Mädchen Nr. 6: Thriller (German Edition)
Die Stille kam ihr wie eine Ewigkeit vor, dann sprach er endlich wieder etwas in das Handy. »Wie? Wie bitte?«, sagte er und hielt das Gerät ein Stück von sich entfernt. »Ich kann Sie nicht mehr hören, Mann!«, rief er und unterbrach dann die Verbindung. Eine Ewigkeit verstrich, bis er schließlich Dani ansah. »Legst du es eigentlich darauf an, dass ich gefeuert werde?«
Ihre Wangen brannten. »Du hast nichts gewusst. Dafür können sie dir nicht die Schuld geben.« Sie hob das Kinn. »Du bist doch aus dem Schneider. Die Nummer mit dem Handy eben war genial.
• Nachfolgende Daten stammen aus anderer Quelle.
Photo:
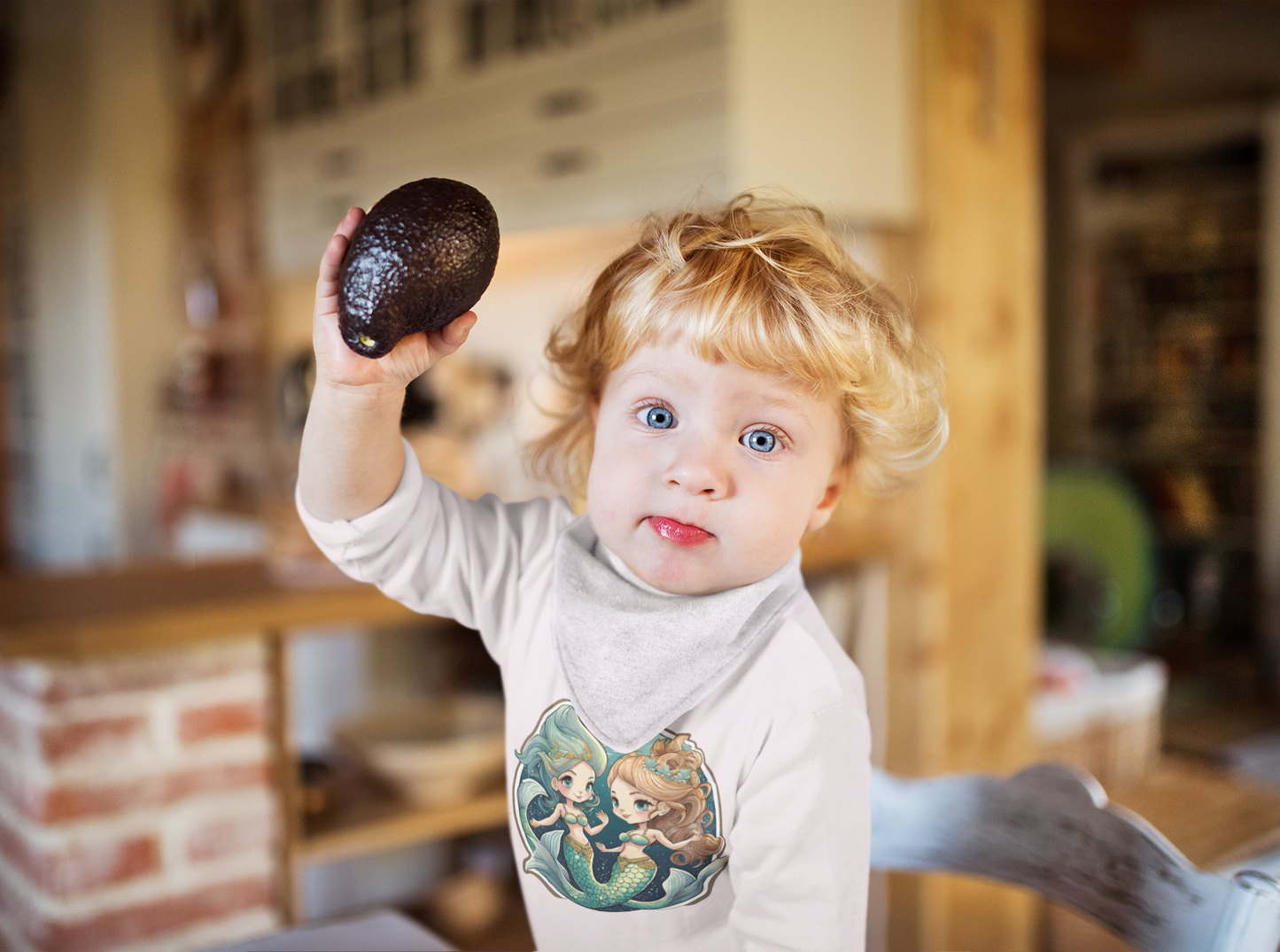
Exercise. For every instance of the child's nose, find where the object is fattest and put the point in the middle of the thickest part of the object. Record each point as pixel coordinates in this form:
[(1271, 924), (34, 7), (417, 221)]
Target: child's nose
[(699, 471)]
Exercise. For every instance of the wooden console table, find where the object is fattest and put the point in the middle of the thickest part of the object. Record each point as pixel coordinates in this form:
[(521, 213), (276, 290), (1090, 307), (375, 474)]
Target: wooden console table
[(158, 607)]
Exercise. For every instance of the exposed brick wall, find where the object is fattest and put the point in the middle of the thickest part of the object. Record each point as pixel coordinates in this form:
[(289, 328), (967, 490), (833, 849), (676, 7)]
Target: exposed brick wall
[(136, 804)]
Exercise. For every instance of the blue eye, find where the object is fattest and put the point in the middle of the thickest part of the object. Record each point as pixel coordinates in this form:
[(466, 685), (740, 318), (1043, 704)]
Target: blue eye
[(659, 417)]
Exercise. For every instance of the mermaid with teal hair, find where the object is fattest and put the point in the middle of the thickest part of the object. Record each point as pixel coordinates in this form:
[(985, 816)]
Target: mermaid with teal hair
[(564, 758)]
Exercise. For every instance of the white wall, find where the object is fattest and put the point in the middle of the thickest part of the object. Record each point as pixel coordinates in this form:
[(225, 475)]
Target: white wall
[(822, 100), (95, 310)]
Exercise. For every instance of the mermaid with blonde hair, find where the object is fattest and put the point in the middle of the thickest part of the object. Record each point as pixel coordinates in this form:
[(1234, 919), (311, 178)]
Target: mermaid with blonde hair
[(662, 795), (564, 758)]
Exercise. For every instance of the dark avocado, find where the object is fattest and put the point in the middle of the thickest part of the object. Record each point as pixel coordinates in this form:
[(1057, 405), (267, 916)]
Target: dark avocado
[(422, 256)]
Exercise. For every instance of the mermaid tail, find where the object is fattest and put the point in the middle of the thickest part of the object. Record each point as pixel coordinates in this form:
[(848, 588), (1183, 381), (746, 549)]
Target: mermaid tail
[(629, 877)]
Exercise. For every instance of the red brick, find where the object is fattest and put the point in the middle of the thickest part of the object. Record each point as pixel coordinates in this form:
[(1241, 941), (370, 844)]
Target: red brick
[(227, 836), (63, 741), (150, 920), (83, 866), (221, 721), (74, 801)]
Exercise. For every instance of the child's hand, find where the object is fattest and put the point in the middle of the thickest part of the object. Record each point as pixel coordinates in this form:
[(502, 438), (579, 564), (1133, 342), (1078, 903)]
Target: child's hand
[(337, 365)]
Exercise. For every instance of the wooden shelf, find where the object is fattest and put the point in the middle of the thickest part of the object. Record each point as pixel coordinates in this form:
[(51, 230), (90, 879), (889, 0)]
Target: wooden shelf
[(403, 827), (168, 606)]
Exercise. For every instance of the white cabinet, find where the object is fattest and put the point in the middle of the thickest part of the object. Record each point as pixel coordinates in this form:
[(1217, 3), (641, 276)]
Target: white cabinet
[(675, 103), (630, 120)]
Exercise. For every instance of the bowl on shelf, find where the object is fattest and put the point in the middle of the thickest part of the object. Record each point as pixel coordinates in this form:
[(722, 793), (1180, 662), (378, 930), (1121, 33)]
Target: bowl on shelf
[(436, 751)]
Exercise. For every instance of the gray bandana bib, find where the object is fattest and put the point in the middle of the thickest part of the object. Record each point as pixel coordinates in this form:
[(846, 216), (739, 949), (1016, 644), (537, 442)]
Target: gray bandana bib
[(635, 658)]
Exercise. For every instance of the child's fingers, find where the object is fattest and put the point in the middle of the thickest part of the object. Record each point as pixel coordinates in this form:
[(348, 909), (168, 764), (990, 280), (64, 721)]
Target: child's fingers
[(333, 252), (454, 334)]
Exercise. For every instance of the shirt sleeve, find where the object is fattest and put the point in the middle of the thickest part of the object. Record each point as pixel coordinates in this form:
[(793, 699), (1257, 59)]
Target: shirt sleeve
[(802, 837), (442, 554)]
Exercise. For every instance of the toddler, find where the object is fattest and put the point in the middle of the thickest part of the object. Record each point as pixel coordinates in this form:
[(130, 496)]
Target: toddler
[(689, 745)]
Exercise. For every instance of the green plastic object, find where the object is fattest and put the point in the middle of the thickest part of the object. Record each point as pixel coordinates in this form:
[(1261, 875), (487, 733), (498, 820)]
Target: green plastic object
[(1098, 516)]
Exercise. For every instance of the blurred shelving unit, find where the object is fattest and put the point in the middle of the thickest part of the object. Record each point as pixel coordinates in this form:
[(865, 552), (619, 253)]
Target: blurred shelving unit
[(1160, 362)]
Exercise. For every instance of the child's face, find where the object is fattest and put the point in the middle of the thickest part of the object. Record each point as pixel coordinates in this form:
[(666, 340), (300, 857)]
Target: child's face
[(705, 474)]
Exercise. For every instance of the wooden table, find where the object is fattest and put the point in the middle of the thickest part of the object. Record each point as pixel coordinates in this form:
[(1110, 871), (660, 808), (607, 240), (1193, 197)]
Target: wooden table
[(167, 606)]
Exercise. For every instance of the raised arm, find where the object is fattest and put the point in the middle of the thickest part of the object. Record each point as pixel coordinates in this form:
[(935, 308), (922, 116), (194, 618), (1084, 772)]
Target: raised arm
[(351, 458)]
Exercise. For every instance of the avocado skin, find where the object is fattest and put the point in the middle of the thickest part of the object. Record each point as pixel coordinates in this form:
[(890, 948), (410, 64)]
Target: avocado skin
[(420, 258)]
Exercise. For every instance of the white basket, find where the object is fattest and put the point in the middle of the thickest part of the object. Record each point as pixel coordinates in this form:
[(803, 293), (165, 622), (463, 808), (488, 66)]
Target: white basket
[(436, 751)]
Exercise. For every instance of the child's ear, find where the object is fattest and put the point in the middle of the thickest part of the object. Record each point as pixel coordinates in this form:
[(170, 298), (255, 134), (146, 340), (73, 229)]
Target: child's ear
[(831, 495)]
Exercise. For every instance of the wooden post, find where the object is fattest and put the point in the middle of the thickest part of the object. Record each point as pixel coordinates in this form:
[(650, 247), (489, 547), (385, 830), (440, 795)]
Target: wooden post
[(966, 581)]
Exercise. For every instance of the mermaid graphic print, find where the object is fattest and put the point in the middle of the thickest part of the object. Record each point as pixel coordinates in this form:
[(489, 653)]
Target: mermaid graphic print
[(657, 843)]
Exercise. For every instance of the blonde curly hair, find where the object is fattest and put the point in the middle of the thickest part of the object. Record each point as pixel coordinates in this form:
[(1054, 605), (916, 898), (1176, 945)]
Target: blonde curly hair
[(765, 284)]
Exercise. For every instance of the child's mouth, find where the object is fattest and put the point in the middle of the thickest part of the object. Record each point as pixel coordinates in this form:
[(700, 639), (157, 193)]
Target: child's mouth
[(678, 532)]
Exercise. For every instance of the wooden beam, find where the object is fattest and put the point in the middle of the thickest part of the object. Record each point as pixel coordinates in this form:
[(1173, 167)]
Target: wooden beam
[(966, 586)]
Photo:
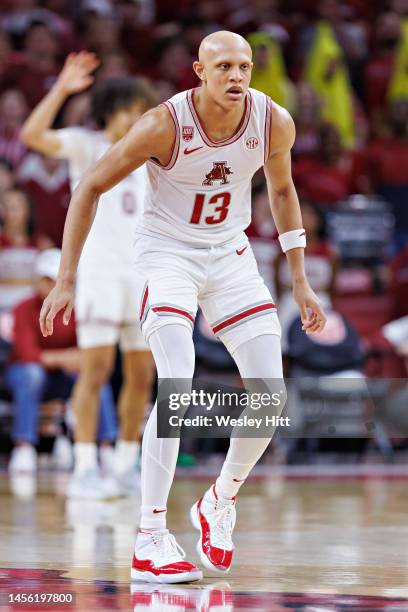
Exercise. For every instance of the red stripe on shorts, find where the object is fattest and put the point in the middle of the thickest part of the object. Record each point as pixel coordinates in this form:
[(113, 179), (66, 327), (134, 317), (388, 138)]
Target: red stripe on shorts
[(144, 301), (243, 315), (184, 313)]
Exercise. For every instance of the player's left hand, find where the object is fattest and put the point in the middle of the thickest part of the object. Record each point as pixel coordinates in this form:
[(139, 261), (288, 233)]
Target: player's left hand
[(311, 311)]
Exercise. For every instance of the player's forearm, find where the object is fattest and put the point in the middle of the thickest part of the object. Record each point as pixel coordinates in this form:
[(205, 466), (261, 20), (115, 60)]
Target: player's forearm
[(43, 116), (285, 207), (286, 213), (81, 213)]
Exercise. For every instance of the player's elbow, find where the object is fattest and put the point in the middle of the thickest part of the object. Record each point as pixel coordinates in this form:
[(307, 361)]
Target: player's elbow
[(27, 136), (282, 192)]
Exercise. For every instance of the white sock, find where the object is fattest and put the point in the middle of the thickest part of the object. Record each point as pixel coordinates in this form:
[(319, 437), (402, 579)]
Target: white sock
[(259, 358), (173, 351), (213, 495), (85, 456), (126, 455), (107, 458)]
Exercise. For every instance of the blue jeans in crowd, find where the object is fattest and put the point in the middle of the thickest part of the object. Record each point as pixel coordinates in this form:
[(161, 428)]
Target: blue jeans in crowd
[(31, 384)]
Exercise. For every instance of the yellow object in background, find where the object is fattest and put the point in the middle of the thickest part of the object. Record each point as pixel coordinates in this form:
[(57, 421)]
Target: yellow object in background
[(269, 72), (398, 87), (327, 74)]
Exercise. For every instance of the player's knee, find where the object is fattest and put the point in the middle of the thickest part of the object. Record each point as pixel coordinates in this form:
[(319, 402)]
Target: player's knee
[(140, 380)]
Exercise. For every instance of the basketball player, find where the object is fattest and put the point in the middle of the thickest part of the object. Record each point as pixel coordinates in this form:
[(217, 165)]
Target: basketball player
[(202, 148), (104, 307)]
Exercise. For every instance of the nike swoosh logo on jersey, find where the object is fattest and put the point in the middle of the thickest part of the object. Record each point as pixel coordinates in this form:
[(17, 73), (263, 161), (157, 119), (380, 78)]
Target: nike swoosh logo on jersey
[(187, 151), (240, 251)]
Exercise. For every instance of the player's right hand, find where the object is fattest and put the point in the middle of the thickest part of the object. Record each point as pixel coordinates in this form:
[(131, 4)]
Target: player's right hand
[(60, 298), (76, 74)]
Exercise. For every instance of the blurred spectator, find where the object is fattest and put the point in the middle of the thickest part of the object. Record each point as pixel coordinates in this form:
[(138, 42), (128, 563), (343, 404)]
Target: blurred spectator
[(269, 72), (396, 332), (23, 13), (9, 59), (13, 111), (115, 64), (77, 110), (40, 67), (174, 63), (6, 182), (326, 71), (379, 68), (334, 174), (18, 249), (307, 119), (398, 283), (43, 368), (321, 264), (388, 163), (195, 28), (46, 180)]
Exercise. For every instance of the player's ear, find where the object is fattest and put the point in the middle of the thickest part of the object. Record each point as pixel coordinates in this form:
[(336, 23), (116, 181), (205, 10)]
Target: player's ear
[(199, 70)]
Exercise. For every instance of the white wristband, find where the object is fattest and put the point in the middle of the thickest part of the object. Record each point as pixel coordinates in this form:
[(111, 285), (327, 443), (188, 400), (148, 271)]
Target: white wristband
[(293, 240)]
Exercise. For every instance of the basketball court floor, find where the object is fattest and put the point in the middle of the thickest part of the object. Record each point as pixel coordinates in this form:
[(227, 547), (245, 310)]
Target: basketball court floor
[(306, 539)]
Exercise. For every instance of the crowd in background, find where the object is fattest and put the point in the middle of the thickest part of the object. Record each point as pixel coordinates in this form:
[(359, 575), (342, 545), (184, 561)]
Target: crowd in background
[(340, 68)]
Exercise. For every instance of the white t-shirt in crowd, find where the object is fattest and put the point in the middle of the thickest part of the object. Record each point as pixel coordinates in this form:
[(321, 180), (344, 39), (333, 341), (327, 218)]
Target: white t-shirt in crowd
[(109, 246)]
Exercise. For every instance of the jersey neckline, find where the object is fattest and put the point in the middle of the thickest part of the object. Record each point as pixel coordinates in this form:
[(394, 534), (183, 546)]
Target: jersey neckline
[(225, 141)]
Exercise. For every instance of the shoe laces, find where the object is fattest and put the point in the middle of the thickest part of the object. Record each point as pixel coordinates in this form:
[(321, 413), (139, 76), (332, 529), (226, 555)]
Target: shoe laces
[(168, 549), (222, 525)]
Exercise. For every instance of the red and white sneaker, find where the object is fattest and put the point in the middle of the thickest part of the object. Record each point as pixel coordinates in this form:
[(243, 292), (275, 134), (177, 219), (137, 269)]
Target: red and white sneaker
[(215, 519), (158, 558)]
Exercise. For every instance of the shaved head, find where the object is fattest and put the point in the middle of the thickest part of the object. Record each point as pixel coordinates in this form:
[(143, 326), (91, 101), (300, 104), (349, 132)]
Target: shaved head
[(224, 68), (219, 42)]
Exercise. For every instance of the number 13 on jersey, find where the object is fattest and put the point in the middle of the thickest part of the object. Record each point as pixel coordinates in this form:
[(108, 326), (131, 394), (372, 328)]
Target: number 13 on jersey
[(222, 202)]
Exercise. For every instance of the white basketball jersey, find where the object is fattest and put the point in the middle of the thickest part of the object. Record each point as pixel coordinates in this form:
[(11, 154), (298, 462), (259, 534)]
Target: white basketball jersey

Und du kannst nicht von mir erwarten, dass ich mich wie ein Feigling in einem Motelzimmer verkrieche.«
Er nahm ihr die Supermarktquittung aus der Hand. »Aber was ist, wenn du dir heute Nacht endlich mal etwas Schlaf gönnen willst?«
»Dann gehe ich ins Motel und verhalte mich ruhig. Keine Sorge, ich fahre nicht nach Hause. Und heute bin ich ohnehin den ganzen Tag hier beschäftigt. Irgendjemand muss sich ja um die Papierberge kümmern.« Sie blickte sich um und war von dem Ausmaß der Aufgabe schier überwältigt. »Du kannst mich dafür einspannen, Tift«, sagte sie dann. »Im Augenblick darf ich ja nicht mit dir raus, aber irgendwo in diesem Wust liegt der Schlüssel zu dem, was Sanders mit Rosie zu tun hatte.«
»Und wenn ich dich stattdessen melde?«
»Dann arbeite ich eben allein an dem Fall weiter.« Sie blickte ihm in die Augen. »Mein Haus, Tift. Alles, was ich besitze. Meine Hündin. «
Er fluchte, aber Dani wusste, dass er auf ihrer Seite stand. Und Tifton wiederum wusste, dass sie sich nicht aufhalten lassen und weiter versuchen würde, den Dreckskerl zu finden. Wenn er sie von dem Fall ausschloss und im Ungewissen ließ, würde sie ein umso besseres Ziel abgeben. Ganz zu schweigen von der Tatsache, dass er ihre Unterstützung wirklich gut gebrauchen konnte.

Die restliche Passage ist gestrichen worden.